The response to Journey is baffling. It makes it hard to put any trust whatsoever in the widespread opinon on indie-ish games, as there's clearly no standards for criticism.

Your comment is utterly pointless without an example of a game that you believe is NOT "rote garbage" for "intellectual babies."

It's easy to shit on someone's opinion without having to expose your own to scrutiny (as Tom Chick does in almost every one of these, by providing examples of games he thinks succeed where these fail.)

In short, sack up and put your money where your mouth is.

I think you should have put Journey at #1 on this list and replaced Dishonored with the Walking Dead.

I'd argue that a choose-your-own-adventure based on a generic zombie show in a world that has been crushed under a mount everest size pile of generic zombie media is more worthy of being put on a "most overrated" list than an incredibly rare modern attempt at making an action game with non-linear level design and cool abilities that are fun to use.

Dishonored has flatline character performances and I can't help but but think how bad it is in terms of presentation compared to Thief. However, it is so amazingly rare to have an FPS that relies on designed, multiroute levels rather than taking place in a series of tubes or having a giant tedious open world where you have to spend 20 minutes walking across a vast expanse of empty copy/paste terrain to get to a glitchy mission. It is so so rare to have a game that focuses on giving you fun abilities that you get to use in the moment to moment general gameplay rather than sequestering them off into special situations or limiting their usage or effectiveness so much that you never get to use them.
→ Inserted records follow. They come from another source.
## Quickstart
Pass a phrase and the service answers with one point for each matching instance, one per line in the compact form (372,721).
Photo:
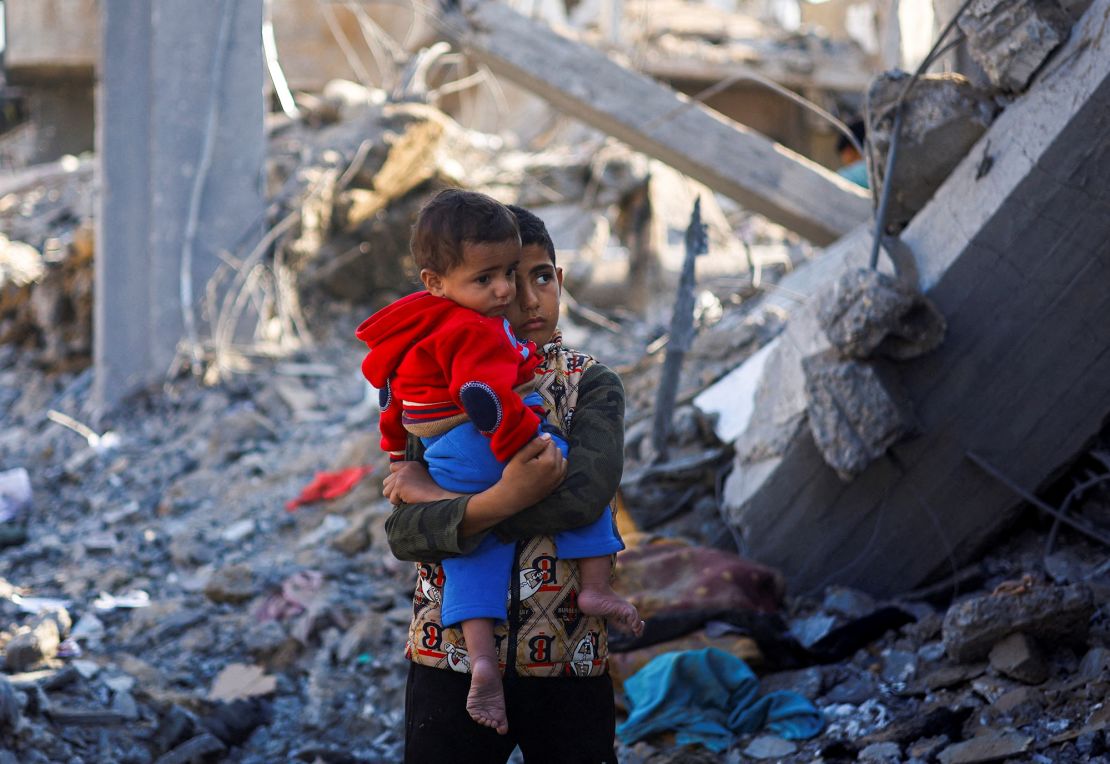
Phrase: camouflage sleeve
(430,532)
(594,465)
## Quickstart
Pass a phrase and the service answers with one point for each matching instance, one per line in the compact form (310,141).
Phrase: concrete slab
(1012,251)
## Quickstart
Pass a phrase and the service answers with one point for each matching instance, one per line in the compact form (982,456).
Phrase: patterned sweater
(545,634)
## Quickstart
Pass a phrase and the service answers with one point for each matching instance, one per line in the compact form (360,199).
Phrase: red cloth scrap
(329,485)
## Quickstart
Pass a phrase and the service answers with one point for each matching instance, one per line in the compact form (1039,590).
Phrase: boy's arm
(444,524)
(594,464)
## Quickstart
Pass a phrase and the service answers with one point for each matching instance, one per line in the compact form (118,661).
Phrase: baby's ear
(433,282)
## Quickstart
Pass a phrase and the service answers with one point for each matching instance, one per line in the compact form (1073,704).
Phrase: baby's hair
(454,218)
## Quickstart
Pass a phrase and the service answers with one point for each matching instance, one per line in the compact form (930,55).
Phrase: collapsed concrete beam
(651,118)
(165,214)
(1012,251)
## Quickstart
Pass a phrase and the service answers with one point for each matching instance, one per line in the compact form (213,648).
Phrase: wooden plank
(1016,260)
(582,81)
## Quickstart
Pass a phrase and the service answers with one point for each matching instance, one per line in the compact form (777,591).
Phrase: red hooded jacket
(437,364)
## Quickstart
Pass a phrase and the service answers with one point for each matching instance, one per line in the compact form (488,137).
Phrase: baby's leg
(486,700)
(598,599)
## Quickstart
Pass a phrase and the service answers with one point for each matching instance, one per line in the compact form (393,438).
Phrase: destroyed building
(866,443)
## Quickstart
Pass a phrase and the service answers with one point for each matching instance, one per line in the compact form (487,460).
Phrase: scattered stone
(768,746)
(240,431)
(848,602)
(100,543)
(931,652)
(1011,39)
(855,690)
(1021,704)
(926,722)
(807,682)
(36,642)
(265,639)
(177,725)
(329,526)
(232,584)
(990,689)
(84,716)
(195,749)
(950,676)
(856,410)
(239,531)
(87,669)
(945,114)
(175,624)
(89,629)
(10,711)
(239,681)
(898,666)
(356,538)
(883,753)
(123,703)
(1095,663)
(868,313)
(986,747)
(120,683)
(927,747)
(1049,613)
(1019,657)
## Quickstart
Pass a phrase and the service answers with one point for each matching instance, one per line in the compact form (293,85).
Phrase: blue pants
(476,584)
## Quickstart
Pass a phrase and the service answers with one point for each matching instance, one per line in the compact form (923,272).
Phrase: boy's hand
(533,472)
(409,482)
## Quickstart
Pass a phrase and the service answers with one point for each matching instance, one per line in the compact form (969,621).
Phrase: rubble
(945,116)
(1050,613)
(1011,41)
(212,623)
(856,411)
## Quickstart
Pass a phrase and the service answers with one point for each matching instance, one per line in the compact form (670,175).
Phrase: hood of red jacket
(391,332)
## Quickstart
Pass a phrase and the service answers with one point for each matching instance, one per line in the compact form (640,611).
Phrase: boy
(557,689)
(450,370)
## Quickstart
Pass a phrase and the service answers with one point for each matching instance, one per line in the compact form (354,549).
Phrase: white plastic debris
(134,597)
(36,605)
(14,493)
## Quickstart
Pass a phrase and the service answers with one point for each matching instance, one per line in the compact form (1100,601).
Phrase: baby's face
(534,313)
(485,281)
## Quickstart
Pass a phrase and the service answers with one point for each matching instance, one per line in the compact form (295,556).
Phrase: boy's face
(485,281)
(534,313)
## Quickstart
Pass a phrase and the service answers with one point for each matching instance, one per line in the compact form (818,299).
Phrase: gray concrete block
(870,313)
(856,411)
(1011,40)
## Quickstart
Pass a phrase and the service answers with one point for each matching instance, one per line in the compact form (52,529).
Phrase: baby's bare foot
(485,703)
(606,603)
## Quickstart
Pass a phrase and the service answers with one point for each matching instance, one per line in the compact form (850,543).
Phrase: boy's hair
(454,218)
(533,230)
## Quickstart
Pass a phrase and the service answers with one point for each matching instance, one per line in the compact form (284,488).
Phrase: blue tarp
(708,696)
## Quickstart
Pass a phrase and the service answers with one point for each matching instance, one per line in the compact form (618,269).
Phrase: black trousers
(554,721)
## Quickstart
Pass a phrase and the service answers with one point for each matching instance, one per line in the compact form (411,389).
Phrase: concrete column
(179,133)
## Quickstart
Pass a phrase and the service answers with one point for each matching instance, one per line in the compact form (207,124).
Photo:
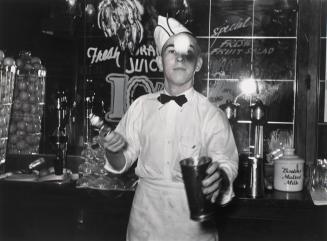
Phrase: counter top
(34,211)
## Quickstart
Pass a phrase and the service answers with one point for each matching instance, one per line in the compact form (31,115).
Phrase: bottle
(288,172)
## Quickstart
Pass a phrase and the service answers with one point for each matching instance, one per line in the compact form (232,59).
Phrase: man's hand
(113,142)
(216,182)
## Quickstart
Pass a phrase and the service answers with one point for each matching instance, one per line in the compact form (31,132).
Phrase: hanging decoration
(122,18)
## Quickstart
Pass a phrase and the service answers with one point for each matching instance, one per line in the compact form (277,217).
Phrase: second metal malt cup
(194,171)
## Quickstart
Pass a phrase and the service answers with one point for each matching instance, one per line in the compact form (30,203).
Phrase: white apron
(160,213)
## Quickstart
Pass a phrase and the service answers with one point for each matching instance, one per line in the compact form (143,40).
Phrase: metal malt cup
(193,172)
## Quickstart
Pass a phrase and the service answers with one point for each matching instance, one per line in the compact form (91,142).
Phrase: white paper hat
(166,28)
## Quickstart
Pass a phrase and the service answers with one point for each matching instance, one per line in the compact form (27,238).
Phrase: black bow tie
(180,100)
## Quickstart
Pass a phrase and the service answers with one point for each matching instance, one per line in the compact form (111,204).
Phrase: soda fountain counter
(51,211)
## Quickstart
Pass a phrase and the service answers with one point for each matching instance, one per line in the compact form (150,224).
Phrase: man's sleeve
(221,148)
(129,127)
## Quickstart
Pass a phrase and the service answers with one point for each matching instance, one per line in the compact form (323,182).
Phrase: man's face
(180,60)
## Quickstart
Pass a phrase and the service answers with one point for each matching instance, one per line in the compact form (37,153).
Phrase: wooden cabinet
(311,128)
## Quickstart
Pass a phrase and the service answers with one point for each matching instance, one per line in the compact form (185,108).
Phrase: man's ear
(159,63)
(198,64)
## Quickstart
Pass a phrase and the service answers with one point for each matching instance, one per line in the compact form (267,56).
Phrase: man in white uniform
(159,130)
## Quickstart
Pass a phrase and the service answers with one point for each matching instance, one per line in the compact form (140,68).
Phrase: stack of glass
(7,79)
(28,104)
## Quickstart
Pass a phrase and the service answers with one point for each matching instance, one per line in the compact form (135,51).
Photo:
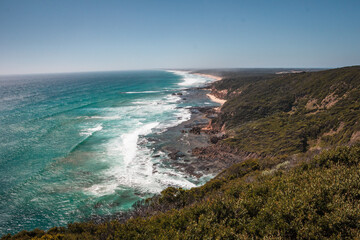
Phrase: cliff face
(275,184)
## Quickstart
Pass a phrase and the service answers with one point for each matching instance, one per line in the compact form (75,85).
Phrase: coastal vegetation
(304,182)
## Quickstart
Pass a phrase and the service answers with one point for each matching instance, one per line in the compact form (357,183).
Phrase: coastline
(216,78)
(216,99)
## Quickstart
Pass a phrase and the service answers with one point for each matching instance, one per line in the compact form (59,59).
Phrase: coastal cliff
(287,157)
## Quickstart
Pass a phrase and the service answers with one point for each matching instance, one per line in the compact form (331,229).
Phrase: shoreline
(216,78)
(216,99)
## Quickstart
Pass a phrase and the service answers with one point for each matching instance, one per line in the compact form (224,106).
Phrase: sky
(45,36)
Journey doesn't do anything different though; It just provides the absolute barebones, bare minimum core mechanics from older games (in this case 3d platformers and action adventure games) and takes out everything else. Flower basically did the same thing with flying games.

Why is subtracting gameplay meat from a traditional genera and leaving the bare bones considered "doing something different and non traditional." What do you mean "at the cost of traditional game elements?" All Journey is is the basic core traditional gameplay mechanics of an action adventure game or a 3d platformer. I don't understand why a game that consists of absolutely nothing other than core fundamentals that have been around since the 80s is considered a transgressive experience.

And what do you mean "art games?" People have to write dialogue for games, design characters, animate performances, and so on; these are all artistic disciplines that require creativity and process to execute. Why is there this separate "art games" thing when video games are fundamentally an art medium? I don't understand.